Éditorial - Un Oui qui l'emporterait par une très faible marge lors d'un éventuel troisième référendum sur la souveraineté serait juridiquement suffisant, mais politiquement fragile. Il n'y a pas d'autre vérité que celle-là.
La nouvelle du collègue Raymond Giroux sur l'imposition d'un seuil de 55 % pour la reconnaissance de l'indépendance du Monténégro par l'Union européenne a eu un effet bénéfique, thérapeutique même. Elle a obligé les responsables politiques québécois, y compris le ministre Benoît Pelletier, à réitérer l'essentiel : la seule règle démocratique advenant une victoire du Oui chez nous sera celle du "50 % plus un". C'est elle qui devra s'appliquer.
On peut être sûr qu'en appuyant sur ce message, M. Pelletier a fait grincer les dents de certains de ses collègues. Tout le monde n'est pas au diapason sur cette question au sein de l'aile parlementaire libérale, ni même au Conseil des ministres. À sa façon, le responsable des Affaires intergouvernementales cultive son image de "conscience nationaliste" du gouvernement Charest. Mais l'important est qu'il ait clairement réaffirmé cette position, qui est celle de tous les partis à l'Assemblée nationale et qui doit le rester.

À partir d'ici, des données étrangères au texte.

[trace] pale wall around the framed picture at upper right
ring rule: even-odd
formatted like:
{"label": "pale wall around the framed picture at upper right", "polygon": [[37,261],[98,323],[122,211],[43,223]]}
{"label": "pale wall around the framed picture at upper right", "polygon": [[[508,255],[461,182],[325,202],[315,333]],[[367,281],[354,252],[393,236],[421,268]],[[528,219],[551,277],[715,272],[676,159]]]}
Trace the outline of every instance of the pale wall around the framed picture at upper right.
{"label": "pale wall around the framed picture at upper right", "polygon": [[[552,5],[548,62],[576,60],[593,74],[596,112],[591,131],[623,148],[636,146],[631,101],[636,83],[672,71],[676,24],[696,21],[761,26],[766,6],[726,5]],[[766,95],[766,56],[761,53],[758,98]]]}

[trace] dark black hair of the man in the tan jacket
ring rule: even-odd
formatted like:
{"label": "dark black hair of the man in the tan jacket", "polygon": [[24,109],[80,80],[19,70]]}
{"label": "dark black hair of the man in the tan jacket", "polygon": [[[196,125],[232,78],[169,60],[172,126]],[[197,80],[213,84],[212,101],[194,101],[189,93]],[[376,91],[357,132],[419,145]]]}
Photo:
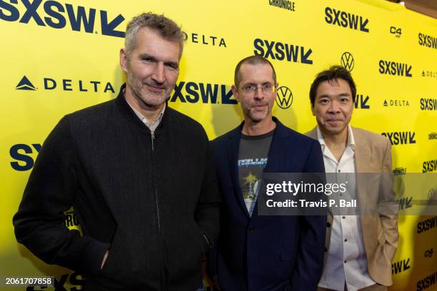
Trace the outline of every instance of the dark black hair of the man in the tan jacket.
{"label": "dark black hair of the man in the tan jacket", "polygon": [[343,68],[342,66],[331,66],[331,68],[329,68],[328,70],[321,71],[320,73],[318,73],[313,83],[311,84],[311,88],[310,88],[311,107],[314,107],[314,102],[316,101],[317,88],[320,85],[320,83],[324,81],[336,82],[337,79],[342,79],[348,82],[349,87],[351,88],[352,101],[355,102],[356,86],[351,76],[351,73],[349,73],[349,71],[346,70],[346,68]]}

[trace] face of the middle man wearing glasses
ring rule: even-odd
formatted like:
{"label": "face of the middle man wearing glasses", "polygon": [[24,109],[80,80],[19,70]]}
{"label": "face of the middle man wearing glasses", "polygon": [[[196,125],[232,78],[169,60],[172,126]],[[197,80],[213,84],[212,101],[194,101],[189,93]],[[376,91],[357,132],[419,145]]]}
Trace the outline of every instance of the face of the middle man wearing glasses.
{"label": "face of the middle man wearing glasses", "polygon": [[[232,86],[232,92],[243,109],[246,123],[271,121],[271,110],[276,98],[276,84],[271,66],[268,63],[243,63],[240,76],[238,88]],[[253,86],[257,87],[255,91],[250,90]]]}

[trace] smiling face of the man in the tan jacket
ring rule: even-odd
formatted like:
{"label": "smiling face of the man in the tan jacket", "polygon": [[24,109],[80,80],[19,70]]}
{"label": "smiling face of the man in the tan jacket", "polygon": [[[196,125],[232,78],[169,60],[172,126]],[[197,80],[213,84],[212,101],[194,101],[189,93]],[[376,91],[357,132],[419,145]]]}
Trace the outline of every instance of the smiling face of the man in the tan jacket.
{"label": "smiling face of the man in the tan jacket", "polygon": [[320,83],[311,111],[324,135],[341,135],[347,132],[353,112],[352,93],[348,82],[334,79]]}

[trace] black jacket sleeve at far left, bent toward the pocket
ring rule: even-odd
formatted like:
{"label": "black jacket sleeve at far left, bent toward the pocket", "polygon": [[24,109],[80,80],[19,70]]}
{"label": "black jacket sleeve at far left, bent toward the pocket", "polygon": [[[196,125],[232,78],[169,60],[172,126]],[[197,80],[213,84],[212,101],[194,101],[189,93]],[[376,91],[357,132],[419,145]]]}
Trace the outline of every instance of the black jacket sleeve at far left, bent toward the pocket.
{"label": "black jacket sleeve at far left, bent toward the pocket", "polygon": [[79,187],[68,117],[59,121],[36,158],[13,223],[18,242],[44,262],[86,274],[99,272],[109,244],[64,225]]}

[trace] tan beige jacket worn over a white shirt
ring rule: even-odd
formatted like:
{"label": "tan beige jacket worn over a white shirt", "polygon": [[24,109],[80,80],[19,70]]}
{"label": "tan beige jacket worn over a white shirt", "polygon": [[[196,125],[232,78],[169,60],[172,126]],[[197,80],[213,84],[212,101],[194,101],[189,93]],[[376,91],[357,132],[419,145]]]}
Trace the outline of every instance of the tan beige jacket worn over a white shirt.
{"label": "tan beige jacket worn over a white shirt", "polygon": [[[355,140],[356,173],[392,173],[391,168],[391,143],[388,138],[360,128],[352,128]],[[306,136],[317,140],[317,128],[308,131]],[[384,176],[386,177],[386,176]],[[376,199],[373,193],[378,193],[380,187],[388,189],[386,200],[395,200],[393,179],[384,179],[376,183],[369,183],[357,177],[358,205],[368,205],[369,200]],[[397,205],[391,205],[397,210]],[[394,210],[396,212],[396,210]],[[393,211],[391,212],[393,213]],[[333,216],[328,213],[328,227],[326,228],[326,249],[328,250],[331,238],[331,225]],[[371,278],[381,285],[393,284],[391,278],[391,260],[398,247],[398,216],[379,213],[377,216],[361,216],[361,229],[363,242],[366,249],[368,273]]]}

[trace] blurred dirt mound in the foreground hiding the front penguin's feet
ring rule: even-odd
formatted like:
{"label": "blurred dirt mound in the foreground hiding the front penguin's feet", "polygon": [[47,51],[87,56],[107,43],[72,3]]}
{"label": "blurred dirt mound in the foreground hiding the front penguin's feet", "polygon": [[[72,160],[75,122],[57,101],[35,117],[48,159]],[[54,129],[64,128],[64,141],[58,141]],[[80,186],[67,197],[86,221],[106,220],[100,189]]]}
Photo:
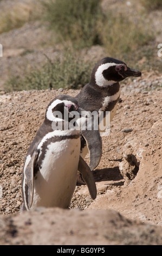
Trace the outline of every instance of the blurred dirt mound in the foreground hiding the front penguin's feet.
{"label": "blurred dirt mound in the foreground hiding the front penguin's feet", "polygon": [[160,245],[161,230],[113,210],[38,209],[0,220],[3,245]]}

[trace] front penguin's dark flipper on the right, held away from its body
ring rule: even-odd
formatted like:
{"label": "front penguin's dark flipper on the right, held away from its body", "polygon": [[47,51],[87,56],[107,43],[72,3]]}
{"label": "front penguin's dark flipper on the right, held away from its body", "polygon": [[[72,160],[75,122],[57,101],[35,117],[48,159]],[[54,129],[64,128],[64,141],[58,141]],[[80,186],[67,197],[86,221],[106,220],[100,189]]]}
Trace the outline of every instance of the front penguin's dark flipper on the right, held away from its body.
{"label": "front penguin's dark flipper on the right, held away from its body", "polygon": [[85,180],[85,182],[88,186],[90,196],[94,200],[96,198],[96,195],[97,195],[94,176],[93,176],[93,173],[91,172],[88,164],[85,162],[85,160],[82,159],[81,156],[80,156],[80,159],[79,159],[78,170],[82,174],[82,177],[83,177],[83,179]]}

Si l'Union européenne a fixé le seuil à 55 % pour reconnaître l'indépendance du Monténégro - où la population se prononcera sur son avenir le 21 mai - , ce n'est pas pour établir un nouveau critère en droit international. (Il n'en existe d'ailleurs pas. S'il y en avait, les experts cesseraient de se disputer.) C'est parce qu'elle craint des mouvements de sécession dans les autres républiques de l'ex-Yougoslavie, notamment au Kosovo.
Chaque cas est particulier. Chaque situation renvoie à un contexte spécifique. Ce ne sont donc pas les précédents qu'il faut craindre pour le Québec ou le Canada. Ce sont les raccourcis.

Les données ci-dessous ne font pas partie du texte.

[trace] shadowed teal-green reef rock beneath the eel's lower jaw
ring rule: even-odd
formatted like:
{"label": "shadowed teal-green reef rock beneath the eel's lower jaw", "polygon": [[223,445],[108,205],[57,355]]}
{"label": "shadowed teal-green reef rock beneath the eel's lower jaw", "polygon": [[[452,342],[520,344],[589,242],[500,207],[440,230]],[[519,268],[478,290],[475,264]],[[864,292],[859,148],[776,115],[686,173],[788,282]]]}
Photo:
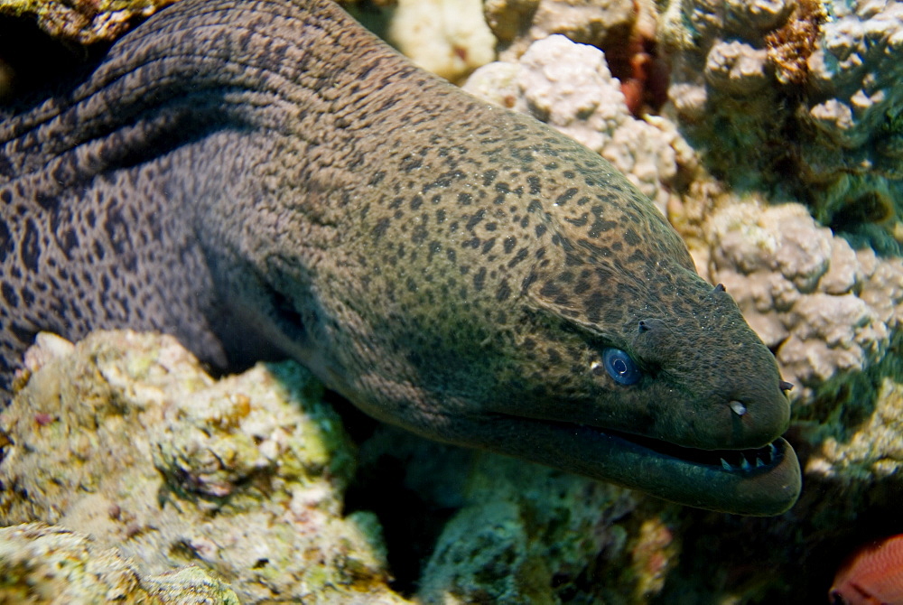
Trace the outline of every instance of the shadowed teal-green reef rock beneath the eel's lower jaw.
{"label": "shadowed teal-green reef rock beneath the eel's lower jaw", "polygon": [[362,477],[405,495],[380,518],[396,557],[415,554],[420,602],[646,603],[680,552],[681,507],[628,489],[386,425],[360,458]]}

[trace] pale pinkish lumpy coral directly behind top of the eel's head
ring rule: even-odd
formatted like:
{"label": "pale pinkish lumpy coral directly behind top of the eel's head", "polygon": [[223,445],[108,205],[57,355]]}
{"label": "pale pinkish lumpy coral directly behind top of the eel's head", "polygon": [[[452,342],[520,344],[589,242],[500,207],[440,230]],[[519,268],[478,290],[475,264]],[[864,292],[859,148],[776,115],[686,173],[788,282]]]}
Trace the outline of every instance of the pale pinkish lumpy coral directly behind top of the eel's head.
{"label": "pale pinkish lumpy coral directly behind top of the eel's head", "polygon": [[[464,86],[554,126],[598,152],[664,209],[664,186],[688,161],[683,141],[664,119],[634,118],[605,55],[560,35],[534,42],[517,63],[477,70]],[[692,157],[689,156],[689,157]]]}

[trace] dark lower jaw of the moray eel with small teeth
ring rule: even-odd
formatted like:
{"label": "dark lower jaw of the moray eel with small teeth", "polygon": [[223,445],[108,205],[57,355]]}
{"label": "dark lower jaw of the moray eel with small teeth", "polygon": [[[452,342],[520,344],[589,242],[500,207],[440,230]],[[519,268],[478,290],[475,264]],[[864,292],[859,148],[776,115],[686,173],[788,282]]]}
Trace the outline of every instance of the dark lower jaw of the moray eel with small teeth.
{"label": "dark lower jaw of the moray eel with small teeth", "polygon": [[[780,437],[755,450],[698,450],[593,426],[525,417],[495,416],[479,423],[484,425],[486,439],[472,445],[690,507],[773,516],[792,507],[801,489],[796,453]],[[489,425],[491,429],[486,428]],[[499,439],[499,434],[511,438]]]}

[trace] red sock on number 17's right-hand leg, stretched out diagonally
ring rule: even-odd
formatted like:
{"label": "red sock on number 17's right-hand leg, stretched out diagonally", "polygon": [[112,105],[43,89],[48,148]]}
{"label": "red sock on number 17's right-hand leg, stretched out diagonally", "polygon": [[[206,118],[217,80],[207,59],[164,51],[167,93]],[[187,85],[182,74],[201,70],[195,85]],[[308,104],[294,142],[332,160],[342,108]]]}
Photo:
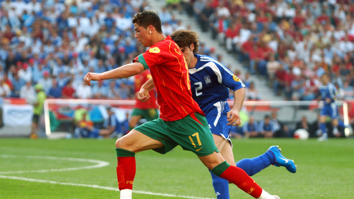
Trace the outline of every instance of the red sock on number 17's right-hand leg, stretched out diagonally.
{"label": "red sock on number 17's right-hand leg, stretched out diagonally", "polygon": [[240,189],[258,198],[262,193],[262,188],[247,173],[236,166],[230,165],[220,177],[236,184]]}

Comme ceux de 1980 et de 1995, le prochain référendum québécois - s'il y en a un - sera gagné par le camp qui obtiendra la majorité des votes déclarés, soit 50 % plus un. On nagerait dans l'arbitraire en établissant d'autres seuils. Pourquoi 55 % et pas 65 % ou 70 %, une fois sur cette lancée ? Le problème avec de tels pourcentages, c'est que ce sont les minoritaires qui gagnent. Absurde.
Le gouvernement canadien n'aurait pas le choix d'ouvrir une négociation en bonne et due forme avec un Oui qui l'emporterait même par des poussières. Tout le monde devrait le reconnaître à Ottawa. Mais il est évident que le jeu des négociations serait beaucoup plus porteur pour les souverainistes si la victoire était acquise avec quatre, cinq ou six points de plus.

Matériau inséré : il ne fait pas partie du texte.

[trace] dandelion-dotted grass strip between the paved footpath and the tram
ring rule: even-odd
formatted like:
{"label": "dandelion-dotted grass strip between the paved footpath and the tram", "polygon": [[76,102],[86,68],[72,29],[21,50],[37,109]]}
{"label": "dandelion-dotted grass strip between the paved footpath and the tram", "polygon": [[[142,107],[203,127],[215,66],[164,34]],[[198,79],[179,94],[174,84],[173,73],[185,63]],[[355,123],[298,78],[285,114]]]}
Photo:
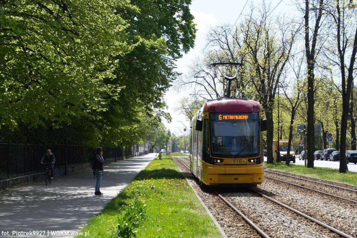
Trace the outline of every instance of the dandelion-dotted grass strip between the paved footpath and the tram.
{"label": "dandelion-dotted grass strip between the paved footpath and the tram", "polygon": [[170,156],[154,159],[81,232],[89,232],[86,237],[116,237],[112,228],[135,199],[147,208],[136,237],[222,237]]}

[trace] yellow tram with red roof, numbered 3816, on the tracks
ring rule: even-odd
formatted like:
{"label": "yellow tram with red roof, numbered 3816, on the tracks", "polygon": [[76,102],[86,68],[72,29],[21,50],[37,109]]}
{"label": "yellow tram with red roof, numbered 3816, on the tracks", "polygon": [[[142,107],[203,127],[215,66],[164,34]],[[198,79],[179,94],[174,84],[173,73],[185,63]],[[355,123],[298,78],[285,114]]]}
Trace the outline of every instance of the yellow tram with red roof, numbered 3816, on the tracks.
{"label": "yellow tram with red roof, numbered 3816, on the tracks", "polygon": [[191,172],[209,186],[261,184],[261,116],[260,103],[246,98],[207,101],[191,121]]}

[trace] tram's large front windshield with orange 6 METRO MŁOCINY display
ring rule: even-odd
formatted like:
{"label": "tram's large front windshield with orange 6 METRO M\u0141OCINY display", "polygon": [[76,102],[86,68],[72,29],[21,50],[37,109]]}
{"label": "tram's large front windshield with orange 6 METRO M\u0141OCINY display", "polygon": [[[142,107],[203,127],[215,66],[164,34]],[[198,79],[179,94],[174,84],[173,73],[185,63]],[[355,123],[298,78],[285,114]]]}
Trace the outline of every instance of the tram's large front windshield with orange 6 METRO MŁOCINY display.
{"label": "tram's large front windshield with orange 6 METRO M\u0141OCINY display", "polygon": [[210,113],[213,156],[259,156],[259,113]]}

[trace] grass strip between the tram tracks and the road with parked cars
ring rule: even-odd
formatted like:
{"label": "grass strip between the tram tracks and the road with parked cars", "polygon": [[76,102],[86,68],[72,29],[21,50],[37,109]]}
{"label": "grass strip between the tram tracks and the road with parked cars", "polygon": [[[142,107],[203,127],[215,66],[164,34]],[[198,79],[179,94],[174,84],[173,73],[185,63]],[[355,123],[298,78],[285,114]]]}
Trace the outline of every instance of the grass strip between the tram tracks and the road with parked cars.
{"label": "grass strip between the tram tracks and the road with parked cars", "polygon": [[320,178],[340,183],[347,183],[351,185],[357,186],[357,173],[348,171],[347,173],[340,173],[338,169],[335,168],[323,168],[323,167],[315,167],[315,168],[306,168],[303,165],[296,165],[290,163],[290,166],[286,166],[285,163],[277,163],[273,164],[264,163],[265,168],[276,169],[283,172],[300,174],[303,176]]}

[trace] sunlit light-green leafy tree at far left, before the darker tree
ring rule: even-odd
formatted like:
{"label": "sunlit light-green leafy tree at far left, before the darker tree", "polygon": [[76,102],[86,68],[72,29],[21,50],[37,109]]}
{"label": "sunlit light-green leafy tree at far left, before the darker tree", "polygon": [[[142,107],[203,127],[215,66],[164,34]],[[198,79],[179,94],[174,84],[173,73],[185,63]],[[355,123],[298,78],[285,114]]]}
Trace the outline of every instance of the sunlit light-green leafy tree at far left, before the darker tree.
{"label": "sunlit light-green leafy tree at far left, before the darker tree", "polygon": [[136,10],[121,0],[1,5],[2,14],[10,12],[21,32],[9,24],[0,28],[0,125],[14,130],[20,123],[71,123],[71,116],[106,110],[102,96],[118,95],[122,88],[103,83],[114,77],[110,56],[134,47],[114,5]]}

Le souverainiste Louis Bernard l'a rappelé pendant la course à la direction du PQ. Il a d'abord suggéré une question simple, qui rallie à la fois les fédéralistes acharnés et la frange la plus convaincue des péquistes : "Acceptez-vous que le Québec devienne un pays indépendant et souverain ?" Cet adepte d'un référendum "le plus vite possible" a ensuite fait la distinction entre le "juridique" et le "politique" : "Si le Oui obtient plus d'appuis que le Non, alors le Oui l'emporte. Cela dit, c'est sûr que politiquement parlant, on souhaiterait avoir la plus grande majorité possible."
Tous les leaders souverainistes rêvent d'obtenir 53 % ou 54 % des voix plutôt que 50,1 %. Pourquoi ? Parce que si l'aspect juridique est fondamental, il existe une autre variable : le rapport de force politique. L'un et l'autre sont indissociables.